Common to both subcommands:
| Flag | Description |
|---|---|
--data-dir DIR |
Working directory for CSV outputs (default: ./data) |
--library-artists FILE |
Filter to releases by artists in this file (one per line) |
--limit N |
Stop after N releases |
--progress-interval N |
Log progress every N releases (default: 100000) |
build only:
| Flag | Description |
|---|---|
--resume |
Reserved for future resumable builds (currently a no-op; this tool is single-pass) |
--state-file FILE |
Path to the state file used by --resume (default: ./state.json) |
import only:
| Flag | Description |
|---|---|
--database-url URL |
PostgreSQL connection URL. Falls back to DATABASE_URL_DISCOGS |
--fresh |
TRUNCATE release ... CASCADE before importing |
--batch-size N |
Releases to buffer before flushing to PostgreSQL (default: 100000) |
--output-dir is accepted as a deprecated alias for --data-dir and emits a stderr warning.

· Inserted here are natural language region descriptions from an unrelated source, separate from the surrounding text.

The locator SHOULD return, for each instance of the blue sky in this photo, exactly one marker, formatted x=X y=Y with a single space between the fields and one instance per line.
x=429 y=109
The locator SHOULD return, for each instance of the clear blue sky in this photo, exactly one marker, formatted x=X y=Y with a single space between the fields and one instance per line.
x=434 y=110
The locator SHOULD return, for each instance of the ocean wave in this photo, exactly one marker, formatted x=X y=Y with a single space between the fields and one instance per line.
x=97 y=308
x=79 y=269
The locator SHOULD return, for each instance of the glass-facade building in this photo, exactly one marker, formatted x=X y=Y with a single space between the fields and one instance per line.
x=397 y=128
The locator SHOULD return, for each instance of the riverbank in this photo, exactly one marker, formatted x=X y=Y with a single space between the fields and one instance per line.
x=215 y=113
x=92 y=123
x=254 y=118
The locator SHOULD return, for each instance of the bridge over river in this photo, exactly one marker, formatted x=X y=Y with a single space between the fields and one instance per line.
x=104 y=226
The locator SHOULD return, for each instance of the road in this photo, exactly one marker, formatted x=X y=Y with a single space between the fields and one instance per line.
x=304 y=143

It will be removed in the next release.
Gzipped input is auto-detected by .gz extension.
Produces 6 CSV files:
| File | Key columns |
|---|---|
release.csv |
id, status, title, country, released, notes, data_quality, master_id, format |
release_artist.csv |
release_id, artist_id, artist_name, extra, anv, position, join_field |
release_label.csv |
release_id, label, catno |
release_track.csv |
release_id, sequence, position, title, duration |
release_track_artist.csv |
release_id, track_sequence, artist_name |
release_image.csv |
release_id, type, width, height, uri |
These are consumed by discogs-etl/scripts/import_csv.py using csv.DictReader.
Release processing is parallelized across all CPU cores:
- A scanner thread reads the XML input and finds
<release>element boundaries by byte scanning - A rayon worker pool parses XML and performs NFKD artist name normalization in parallel
- The main thread writes matched releases to CSV sequentially, preserving document order
Artist and label XML files are also processed in parallel when both are present in directory mode. In directory mode, the release scanner starts before artist/label processing completes, overlapping the large file read with smaller-file CPU work.

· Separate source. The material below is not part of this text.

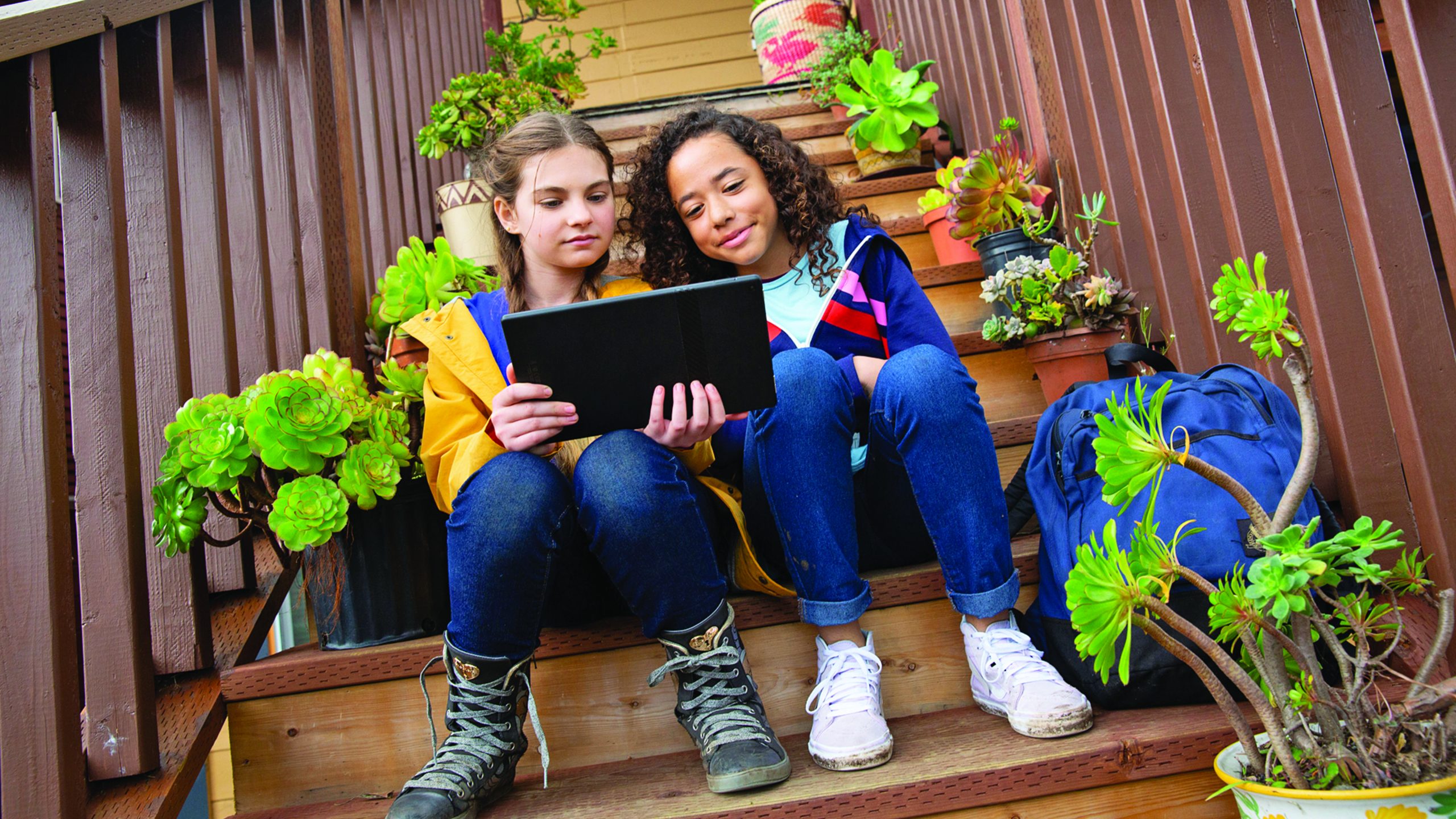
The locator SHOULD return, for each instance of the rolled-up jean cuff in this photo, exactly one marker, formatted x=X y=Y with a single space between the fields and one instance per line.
x=817 y=613
x=987 y=604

The converter streams .xml.gz files via on-the-fly decompression (flate2 GzDecoder), auto-detected by the .gz extension. This reduces disk I/O from ~57GB to ~5GB for the releases file, but adds CPU overhead for decompression. Net win when the bottleneck is disk throughput (slow or external drives); neutral or slightly slower on fast NVMe where CPU is the bottleneck.
Requires the Rust toolchain.
cargo build --release
cargo install --path .cargo install copies the binary to ~/.cargo/bin/discogs-xml-converter, which is on your PATH if you installed Rust via rustup. Alternatively, reference the binary directly at target/release/discogs-xml-converter.
cargo testAll tests use hand-written XML fixtures; no external data dumps needed.
Streams releases directly into PostgreSQL, eliminating the CSV round-trip:
python scripts/run_pipeline.py \
--xml /path/to/xml-dumps/ \
--library-artists library_artists.txt \
--database-url postgresql://localhost:5432/discogs \
--direct-pgFeed the output into the --csv-dir pipeline mode:
# Convert and filter
discogs-xml-converter build releases.xml.gz \
--data-dir /path/to/filtered/ \
--library-artists library_artists.txt
# Run database build
python scripts/run_pipeline.py \
--csv-dir /path/to/filtered/ \
--database-url postgresql://localhost:5432/discogs